Holztreppen sind ein dekoratives Element in der Architektur von Wohnräumen. Die Treppe ist dann gut gemacht, wenn die Stufen nicht knarren oder sich verdrehen.
Die Designlösungen der Treppe sind vielfältig. Sie hängen von den räumlichen Möglichkeiten und der Kreativität des Architekten ab.
Treppe ohne Fußstützen.
Massivholztreppe, ohne Fußstützen, sind die einfachste Lösung. Die Tragkonstruktion besteht aus einem Stahl- oder Betonmittelträger oder zwei Trägern, deren Abstand kleiner ist als die Länge der Stufen.
Für die Stufen werden bearbeitete Stämme verwendet. Da die Stufen in der Regel breiter sind als die Stämme, werden sie aus mehreren Stämmen in Längsrichtung verleimt. Dadurch können alle Defekte aus dem Material entfernt werden. Schneiden Sie immer den nächstgelegenen Bereich des Kerns von den mittleren Stämmen ab, d.h.. um 3 cm.
Ein wichtiges Element der breiten Bearbeitung, Massives Material ist eine gute Trocknung und Konditionierung des Holzes (für ca 1 Monat).

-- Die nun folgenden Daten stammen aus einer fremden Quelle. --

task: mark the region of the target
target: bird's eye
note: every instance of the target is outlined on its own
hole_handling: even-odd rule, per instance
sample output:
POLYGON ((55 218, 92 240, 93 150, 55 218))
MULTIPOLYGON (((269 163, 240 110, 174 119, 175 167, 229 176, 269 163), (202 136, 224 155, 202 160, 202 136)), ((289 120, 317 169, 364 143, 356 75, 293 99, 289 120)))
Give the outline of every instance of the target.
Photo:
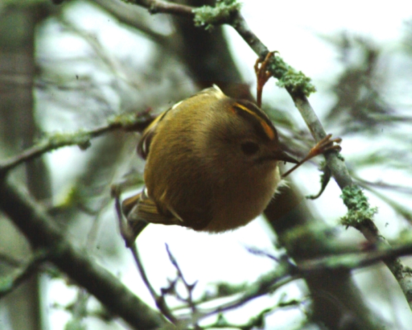
POLYGON ((249 156, 255 155, 259 151, 259 145, 256 142, 252 142, 251 141, 243 142, 240 147, 242 148, 242 151, 243 151, 245 155, 249 156))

Bearbeitete Stufen, in Maserung geschliffen, sollten abgerundete Oberkanten zum Radius haben 4 mm. Die unteren Kanten können weniger abgerundet sein, z.B. 1 mm.
Die Oberflächenbehandlung der Stufen sollte vor dem Einbau erfolgen. Die erste Schicht ist Lack, die nächsten beiden - Epoxidlack.
Statt aus Massivholz können die Stufen auch aus Spanplatten gefertigt werden, furniert. Das tragende Teil besteht in diesem Fall aus zwei miteinander verleimten Spanplatten. Beide Platten sind allseitig verklebt, mit Ausnahme der vorderen Ebene, Dicke Furnier 1,6 mm. Auf die Vorderseite wird ein Holzstreifen der gleichen Art wie das Furnier geklebt (Abbildung rechts).

Abbildung links. Treppe ohne Fußstützen.
Abbildung rechts. Furnierte Stufe: 1 - geklebte Holzleiste, 2 - Spanplatte, 3 - Furnier.
Das Verfahren zum Kneten von Spanplattenstufen ist wie folgt. Zuerst mit einem dicken Brett 19 mm Schritte werden getrimmt, je nach Abmessungen mit einer Reserve von mind 10 mm und klebt zwei Teile zusammen. Eine der Längsseiten wird auf einem Hobel bearbeitet und darauf eine Holzlatte geklebt, ca 5 mm. Die Breite des Streifens muss um größer sein 2 mm von der Dicke der verleimten Platten. Nach dem Aushärten des Klebers wird der überstehende Teil des Stabes geschliffen oder auseinandergeblasen. Unter- und Oberseite werden gleichzeitig furniert, und erst dann die anderen drei seitlichen. Nach dem Schleifen und Verrunden der Kanten werden die Platten lackiert.
Furnierte Stufen im Vergleich zu Massivholzstufen, haben eine Reihe von Vorteilen. Sie sind über die Breite einheitlich im Aussehen, Einwandfrei, und vor allem sind sie volumenkonstant und es besteht keine Verzugsgefahr.
Die Lackschicht wird immer erneuert, bevor sie bis auf das Holz selbst abgerieben wird. Wenn jedoch ein solcher Zusammenstoß stattgefunden hat, dann müssen die Stufen demontiert werden, Entfernen Sie eventuelle Farbreste auf einem Bandschleifer und tragen Sie eine neue Beschichtung auf, ähnlich wie die neuen Schritte. Möglich wird dieser Vorgang durch dickere Furniere.